El resultado de aquel peregrinaje estrenado en 1986 se titula And the pursuit of happines. Una cinta honesta. Inteligente y perturbadora. Hay que sentarse en el sofá y agarrarse al borde para no caerse mientras escuchas en la pantalla a un político de Washington que Malle entrevista. Un político como tantos. Uno que mastica sus palabras, sus gestos, lo que dice y sobre todo lo que calla, insinúa y oculta, la insipidez intelectual y la bravuconería mental que expele, la doblez moral y esa gracia que le permite apelar con desvergüenza al mantra xenófobo. El suyo es un mejunje de asco, miedo y cintas de vídeo muy similar al que hemos contemplado en las últimas semanas respecto a la inmigración. Propio de quien con el pretexto de salvarnos salva concienzudamente su hipoteca, coche, adosado, vacaciones, pensión, etc., mediante el salvoconducto de utilizar a otros como carnaza. Los inmigrantes, insiste campanudo, no hicieron América.

El último en significarse, ayer mismo, ha sido Rick Perry, gobernador de Texas. Estima que EEUU debe blindar su frontera Sur (¿más? Muuucho más) con drones, comandos y otras escuadras y tecnologías de reconocida eficacia. Lo dice no porque haya sido imputado formalmente en una causa criminal y quiera cambiar de tema, por dios, sino porque su Sexto Sentido de Estadista, idéntico al que permitía al niño de ojos grandes ver fantasmas junto a Bruce Willis, le ha revelado que el fundamentalismo islámico amenaza con invadir Estados Unidos disfrazado de niño salvadoreño. Como gran argumento cita unos ignotos estudios que probarían que los inmigrantes indocumentados cada vez delinquen más. De trapichear con marihuana, o sea, pasaran a engrosar las filas del terrorismo. La factura, cómo no, al actual presidente, por blando. Gran idea: si la culpa de todo, incluida la ruptura de los Beatles, no es de Yoko Ono, será de Obama… y sus amigos los inmigrantes.
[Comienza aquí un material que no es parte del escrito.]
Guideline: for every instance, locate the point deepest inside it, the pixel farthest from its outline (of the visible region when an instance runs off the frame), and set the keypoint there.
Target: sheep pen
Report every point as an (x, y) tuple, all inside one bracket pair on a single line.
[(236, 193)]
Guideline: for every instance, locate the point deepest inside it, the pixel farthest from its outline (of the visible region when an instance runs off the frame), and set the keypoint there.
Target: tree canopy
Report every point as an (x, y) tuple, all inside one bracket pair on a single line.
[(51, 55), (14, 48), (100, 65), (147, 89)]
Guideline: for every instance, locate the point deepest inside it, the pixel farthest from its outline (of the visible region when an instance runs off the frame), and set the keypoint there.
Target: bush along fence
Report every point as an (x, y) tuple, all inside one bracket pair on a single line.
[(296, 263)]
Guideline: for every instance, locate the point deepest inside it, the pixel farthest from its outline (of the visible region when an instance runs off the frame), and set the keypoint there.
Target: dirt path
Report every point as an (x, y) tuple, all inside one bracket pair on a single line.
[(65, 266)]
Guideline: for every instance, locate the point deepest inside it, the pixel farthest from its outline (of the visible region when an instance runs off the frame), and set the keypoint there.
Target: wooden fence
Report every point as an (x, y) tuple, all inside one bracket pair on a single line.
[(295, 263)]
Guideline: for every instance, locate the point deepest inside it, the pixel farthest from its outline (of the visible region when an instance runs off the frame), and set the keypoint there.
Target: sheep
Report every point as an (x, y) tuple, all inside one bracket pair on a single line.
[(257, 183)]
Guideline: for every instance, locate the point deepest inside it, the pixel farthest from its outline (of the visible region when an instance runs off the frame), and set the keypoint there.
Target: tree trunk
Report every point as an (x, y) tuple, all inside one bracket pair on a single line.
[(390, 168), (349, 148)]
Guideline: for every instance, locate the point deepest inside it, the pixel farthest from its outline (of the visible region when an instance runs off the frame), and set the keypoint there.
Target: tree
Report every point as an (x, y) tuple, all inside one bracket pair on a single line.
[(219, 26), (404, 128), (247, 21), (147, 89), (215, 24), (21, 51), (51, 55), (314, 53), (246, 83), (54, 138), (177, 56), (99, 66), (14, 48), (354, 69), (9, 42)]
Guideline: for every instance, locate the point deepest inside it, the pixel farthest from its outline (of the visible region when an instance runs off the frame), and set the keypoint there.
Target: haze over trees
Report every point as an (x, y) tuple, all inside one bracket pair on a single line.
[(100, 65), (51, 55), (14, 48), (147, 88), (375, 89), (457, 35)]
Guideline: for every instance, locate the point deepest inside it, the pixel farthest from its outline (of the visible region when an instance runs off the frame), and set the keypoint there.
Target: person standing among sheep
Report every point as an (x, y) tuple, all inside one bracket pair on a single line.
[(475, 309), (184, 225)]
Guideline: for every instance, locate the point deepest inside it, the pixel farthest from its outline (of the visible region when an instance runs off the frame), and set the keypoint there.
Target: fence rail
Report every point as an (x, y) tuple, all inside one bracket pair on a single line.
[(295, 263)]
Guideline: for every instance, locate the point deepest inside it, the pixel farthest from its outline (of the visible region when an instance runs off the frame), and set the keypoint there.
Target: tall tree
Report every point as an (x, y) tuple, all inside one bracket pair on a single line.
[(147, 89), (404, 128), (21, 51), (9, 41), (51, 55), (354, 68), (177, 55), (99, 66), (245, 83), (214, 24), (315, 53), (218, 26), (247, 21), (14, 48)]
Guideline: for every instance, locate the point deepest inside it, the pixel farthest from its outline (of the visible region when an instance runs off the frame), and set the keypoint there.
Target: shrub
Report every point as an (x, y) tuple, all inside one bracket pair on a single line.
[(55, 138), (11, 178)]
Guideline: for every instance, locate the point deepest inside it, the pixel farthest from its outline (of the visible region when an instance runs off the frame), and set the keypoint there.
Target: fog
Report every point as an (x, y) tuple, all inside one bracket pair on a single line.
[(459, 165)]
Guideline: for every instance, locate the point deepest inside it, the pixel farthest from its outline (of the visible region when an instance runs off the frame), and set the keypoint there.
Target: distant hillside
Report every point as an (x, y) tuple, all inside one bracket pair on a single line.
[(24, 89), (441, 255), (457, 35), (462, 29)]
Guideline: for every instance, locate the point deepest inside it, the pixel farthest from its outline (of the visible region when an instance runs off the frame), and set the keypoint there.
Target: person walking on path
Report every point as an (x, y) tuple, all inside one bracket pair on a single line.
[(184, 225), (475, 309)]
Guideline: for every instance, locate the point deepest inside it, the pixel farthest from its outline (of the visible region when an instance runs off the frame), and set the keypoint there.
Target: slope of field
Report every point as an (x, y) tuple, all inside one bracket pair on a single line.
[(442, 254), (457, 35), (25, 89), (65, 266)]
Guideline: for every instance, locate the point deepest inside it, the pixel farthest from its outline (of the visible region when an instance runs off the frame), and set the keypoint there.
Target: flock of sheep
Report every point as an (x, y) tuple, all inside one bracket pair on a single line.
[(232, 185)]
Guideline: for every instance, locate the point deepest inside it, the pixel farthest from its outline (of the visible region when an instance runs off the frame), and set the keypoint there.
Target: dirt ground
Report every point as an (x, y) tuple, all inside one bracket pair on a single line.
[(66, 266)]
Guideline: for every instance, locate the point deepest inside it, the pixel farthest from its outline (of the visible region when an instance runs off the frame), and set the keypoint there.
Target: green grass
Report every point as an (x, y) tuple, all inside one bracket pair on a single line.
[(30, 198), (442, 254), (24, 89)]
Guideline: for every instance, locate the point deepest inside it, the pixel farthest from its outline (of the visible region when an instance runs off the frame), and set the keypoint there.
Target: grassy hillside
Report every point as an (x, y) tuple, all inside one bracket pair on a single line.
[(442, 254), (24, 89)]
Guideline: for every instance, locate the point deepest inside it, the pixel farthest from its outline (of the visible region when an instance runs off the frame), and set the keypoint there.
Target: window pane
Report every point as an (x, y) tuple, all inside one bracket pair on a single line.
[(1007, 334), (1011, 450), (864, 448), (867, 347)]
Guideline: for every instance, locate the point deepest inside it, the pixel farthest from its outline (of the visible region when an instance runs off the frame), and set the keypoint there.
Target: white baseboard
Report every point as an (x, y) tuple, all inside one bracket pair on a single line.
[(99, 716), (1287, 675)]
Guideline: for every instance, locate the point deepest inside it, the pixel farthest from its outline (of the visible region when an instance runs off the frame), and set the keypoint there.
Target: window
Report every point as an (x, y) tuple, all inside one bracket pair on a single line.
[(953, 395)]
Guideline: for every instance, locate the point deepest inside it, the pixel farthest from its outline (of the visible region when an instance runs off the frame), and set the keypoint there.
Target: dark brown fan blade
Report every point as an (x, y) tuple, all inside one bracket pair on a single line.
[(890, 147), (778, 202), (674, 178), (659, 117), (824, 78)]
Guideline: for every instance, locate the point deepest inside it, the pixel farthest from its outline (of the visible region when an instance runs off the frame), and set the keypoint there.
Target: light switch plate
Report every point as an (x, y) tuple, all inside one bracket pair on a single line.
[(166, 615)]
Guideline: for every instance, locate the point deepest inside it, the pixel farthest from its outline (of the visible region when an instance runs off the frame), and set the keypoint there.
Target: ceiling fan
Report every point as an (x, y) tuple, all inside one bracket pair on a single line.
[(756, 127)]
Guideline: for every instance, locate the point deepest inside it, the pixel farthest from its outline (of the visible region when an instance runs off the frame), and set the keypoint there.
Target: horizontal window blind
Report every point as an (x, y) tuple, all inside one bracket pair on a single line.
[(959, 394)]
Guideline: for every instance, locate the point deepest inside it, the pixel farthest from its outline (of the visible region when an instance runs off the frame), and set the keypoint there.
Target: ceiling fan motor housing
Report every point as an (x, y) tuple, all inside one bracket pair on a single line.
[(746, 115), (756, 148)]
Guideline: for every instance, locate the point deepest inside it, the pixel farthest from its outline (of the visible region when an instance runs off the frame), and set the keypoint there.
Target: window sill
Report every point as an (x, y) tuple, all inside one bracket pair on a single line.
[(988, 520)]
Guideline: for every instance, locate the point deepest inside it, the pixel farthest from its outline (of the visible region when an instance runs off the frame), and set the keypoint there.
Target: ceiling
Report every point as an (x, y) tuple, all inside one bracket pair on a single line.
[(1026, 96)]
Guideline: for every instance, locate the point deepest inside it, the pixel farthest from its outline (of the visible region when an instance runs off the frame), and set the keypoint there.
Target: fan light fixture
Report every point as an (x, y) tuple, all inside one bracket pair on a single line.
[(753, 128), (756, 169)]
Para limpiar el morro de hojarasca guerrera recomiendo revisitar And the pursuit of happines, las historias reales, y no las fantasías del Conde Drácula, de millones inmigrantes que desde los Delis de Manhattan al ferrocarril que desemboca en San Francisco, de la Pequeña Italia en el Bronx a una granja en San Diego y de ahí a una clínica veterinaria en Kansas y luego al césped de una mansión en Santa Mónica o los laboratorios del MIT, constituyen la razón y el tuétano de este país portentoso incluso a pesar de los intelectuales orgánicos y políticos mediopensionistas vocacionalmente consagrados al juego del odio.